Make no mistake, meatballs are main magnets at merry affairs, with most of the masses munching multiples of these marvelous marbles while mingling. Meatball maniacs like myself might manage to muster a meatball museum or maybe a mammoth monument with a meatball motif, mentioning the motto, "Meatballs on every menu." But I muse that most likely more than a minimal amount of money might be mandatory. Maybe millions.

Moreover, worth mentioning, they melt in your mouth, don't make a mess, mix marvelously with macaroni and mesh with martinis. They're moister than muffins, meatier than mollusks and make memorable meals at morning, midday and midnight. But mind you, they're mobile.

More monotonous "m" words, you moan? Maybe you make me to be a major menace and miscast moron who should be muffled, muzzled, muted and mugged. (My mother and marriage mate might not mind.) But as for me, I'm always in the mood for making meatballs.

Miniature meatballs in raisin sauce

Makes about 60 meatballs for hors d'oeuvres

2 slices wheat or white bread

2 pounds lean ground chuck

1 egg, beaten

3 tablespoons minced onion

1/4 cup freshly grated Parmesan cheese

1/2 teaspoon ground cinnamon

1 (12-ounce) jar crab-apple jelly

2/3 cup ketchup

1/3 cup seedless raisins

1 (8-ounce) package mini pita bread, quartered

Soak bread slices in a little cold water 1 minute until softened, then squeeze dry. Place bread in large bowl along with ground chuck, egg, onion, cheese and cinnamon. Mix well with hands. Form into 1-inch balls.

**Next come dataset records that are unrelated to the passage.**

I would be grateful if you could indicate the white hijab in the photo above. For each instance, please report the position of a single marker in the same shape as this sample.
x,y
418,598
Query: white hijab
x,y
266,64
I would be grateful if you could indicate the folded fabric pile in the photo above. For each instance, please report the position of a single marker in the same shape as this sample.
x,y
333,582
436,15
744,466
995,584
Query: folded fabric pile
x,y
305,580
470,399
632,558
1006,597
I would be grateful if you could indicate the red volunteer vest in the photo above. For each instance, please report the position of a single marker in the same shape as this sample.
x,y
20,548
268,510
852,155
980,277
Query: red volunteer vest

Combine jelly, ketchup and raisins in large skillet and bring to simmer, stirring, over medium heat. Add meatballs to raisin sauce and simmer, uncovered, 30 minutes, until meat is done. Serve with toothpicks and wedges of pita bread.

*

This recipe includes a creamy tomato chaser for these square meatballs made for hot-food lovers.

Atomic meatballs

Makes about 75 hors d'oeuvres

MEATBALLS:

4 slices white bread

3 pounds ground beef sirloin

2 eggs, beaten

1/3 cup finely chopped onion

2 teaspoons ground white pepper

2 teaspoons ground black pepper

2 1/2 teaspoons cayenne pepper

1 1/2 teaspoons salt

TOMATO CHASER:

1 cup canned crushed tomatoes in puree

3 tablespoons lemon juice

1 tablespoon brown sugar, packed

1 tablespoon granulated sugar

1 tablespoon sour cream

To prepare meatballs, soften bread slices in a little water and squeeze dry. Place in large bowl along with ground sirloin; eggs; onion; white, black and cayenne peppers; and salt. Mix well with hands. Spread mixture evenly in 9-by-13-inch baking dish.

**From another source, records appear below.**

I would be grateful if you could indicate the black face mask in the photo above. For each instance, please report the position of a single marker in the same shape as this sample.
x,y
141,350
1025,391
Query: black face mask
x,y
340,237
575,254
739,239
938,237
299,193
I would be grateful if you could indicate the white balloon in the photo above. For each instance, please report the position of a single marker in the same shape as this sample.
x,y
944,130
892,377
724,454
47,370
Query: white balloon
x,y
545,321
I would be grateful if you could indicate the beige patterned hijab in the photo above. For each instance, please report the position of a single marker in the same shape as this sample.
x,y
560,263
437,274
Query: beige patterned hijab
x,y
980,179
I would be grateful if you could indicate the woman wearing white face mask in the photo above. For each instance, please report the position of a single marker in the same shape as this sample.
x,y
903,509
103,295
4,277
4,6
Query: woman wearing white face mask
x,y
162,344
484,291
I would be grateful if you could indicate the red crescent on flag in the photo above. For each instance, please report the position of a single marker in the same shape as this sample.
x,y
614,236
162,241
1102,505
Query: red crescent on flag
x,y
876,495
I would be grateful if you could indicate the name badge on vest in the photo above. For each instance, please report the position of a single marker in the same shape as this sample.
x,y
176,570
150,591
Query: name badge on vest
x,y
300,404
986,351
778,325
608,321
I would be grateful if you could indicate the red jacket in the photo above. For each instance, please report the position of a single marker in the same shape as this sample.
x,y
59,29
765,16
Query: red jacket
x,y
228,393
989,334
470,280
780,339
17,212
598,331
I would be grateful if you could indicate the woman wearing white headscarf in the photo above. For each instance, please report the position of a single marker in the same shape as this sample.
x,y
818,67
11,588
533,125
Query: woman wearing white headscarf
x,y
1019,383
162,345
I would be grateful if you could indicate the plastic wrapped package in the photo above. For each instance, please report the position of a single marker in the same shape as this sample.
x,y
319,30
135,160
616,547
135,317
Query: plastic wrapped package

Bake at 375 degrees 45 minutes (meat will shrink slightly). Remove from oven and let cool slightly. Cut into 1-inch squares. Transfer to serving bowl or plate. Have toothpicks available.

Meanwhile, to prepare chaser, process tomatoes, lemon juice, sugars and sour cream in food processor until smooth. Serve in bowl to accompany meatballs.

*

Soft, garlic meatballs that require no rolling are smothered in a light sauce and tossed with macaroni.

Drop meatballs and macaroni

Makes 4 to 6 servings

MEATBALLS:

1 1/2 pounds ground beef chuck or round

2 tablespoons tomato paste

4 cloves garlic, minced

1/4 cup grated Parmesan cheese

1/2 cup dry bread crumbs

1 teaspoon salt

1/2 teaspoon black pepper

2 eggs, beaten

1/4 cup milk

SAUCE:

2 cups dry white wine

2 tablespoons cornstarch

2 cups beef stock or broth

1/2 cup half and half

8 ounces elbow macaroni, cooked and drained

To prepare meatballs, mix together ground beef, tomato paste, garlic, cheese, bread crumbs, salt, pepper, eggs and milk in large bowl. Mixture will be soft.

To prepare sauce, bring wine to simmer in large, deep skillet. With hands, pinch off teaspoonfuls of meat mixture and drop gently into wine (use both hands and do 2 at a time).

Do not crowd pan, but let meatballs simmer, uncovered, 10 minutes, without touching. Gently turn meatballs and cook 10 to 15 minutes longer. Pour off most of remaining liquid.

Dissolve cornstarch in beef stock and add to skillet. Simmer about 5 minutes or until slightly thickened. Add half and half and cooked macaroni. Stir well. Heat through and serve.